Maturity in racing terms and race car
- Filed under: Auto-cars
- Date: Jun 8,2008
Maturity in racing terms is different than in regular life, he said. It comes earlier than in the past, he added, because drivers now start to race much sooner.
“When they start karting when they’re eight years old and they experience all the highs and lows and the discipline,” Symonds said, “the maturity that they have by the time that they get into Formula One these days at 21, 22, 23 years old is absolutely incredible.”
“But being young, they just sometimes trip over in those little ways that the older person won’t,” he added. “It’s in things like self-confidence.”
Experience and maturity also have a paradoxical downside, according to Patrick Head, a part owner and director of the Williams team.
“Maturity means experience, and with experience usually comes a certain amount of wisdom,” Head said. “But sometimes with that wisdom comes a certain caution, as well.
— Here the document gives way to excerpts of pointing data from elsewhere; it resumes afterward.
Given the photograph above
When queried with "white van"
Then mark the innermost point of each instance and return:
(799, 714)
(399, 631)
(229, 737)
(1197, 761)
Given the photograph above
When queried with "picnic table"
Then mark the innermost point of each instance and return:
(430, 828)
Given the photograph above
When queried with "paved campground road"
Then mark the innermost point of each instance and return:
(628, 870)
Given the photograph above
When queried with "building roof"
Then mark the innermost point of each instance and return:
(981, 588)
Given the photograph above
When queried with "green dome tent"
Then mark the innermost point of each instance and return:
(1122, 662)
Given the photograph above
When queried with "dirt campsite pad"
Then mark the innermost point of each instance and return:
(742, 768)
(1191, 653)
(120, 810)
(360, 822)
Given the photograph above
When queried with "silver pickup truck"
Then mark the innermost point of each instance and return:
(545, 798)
So sometimes as a driver becomes more experienced he maybe loses a little bit of speed. In some conditions, say in wet conditions or difficult conditions, sometimes they lose a bit of speed.”
Most team directors aim for a combination of age and experience, as Toro Rosso has done with Sébastien Bourdais, 29, and Sebastian Vettel, 20.
“You certainly would never want two young drivers in a team,” said Brawn. “It’s too easy to get lost in terms of the direction the team takes. And I think it is important that you have at least one senior driver in the team. That is the optimum: To have that old stagehand and the young apprentice coming through.”
The Force India team hired the experienced Giancarlo Fisichella, 35, to race with Adrian Sutil, 25, who is in his second year of Formula One. Sutil said that Fisichella’s experience not only helps the team, it helps him.
“It’s very helpful for a young driver because you need to learn so much in Formula One,” Sutil said, “and it takes years to have this knowledge, to be a race winner, to be able to win races with your experience.”
He said Fisichella had helped him understand how to work with the tires, for example.
Mature drivers also know how to lose better, and how to work more serenely with the team.
“Two equal drivers - one’s getting on well with the team and one’s being a pain in the backside, you know which one is going to succeed the best,” Brawn said.
It was precisely there that the relationship between Hamilton and Alonso ran into its biggest problem last year at McLaren. Alonso had to learn to cope with a younger and equally as fast teammate for the first time. His animosity broke out in a team dispute at the Hungarian Grand Prix, and it eventually led to his return to Renault.
Brawn said that Schumacher also had hated being beaten by his teammates, but that he dealt with it maturely.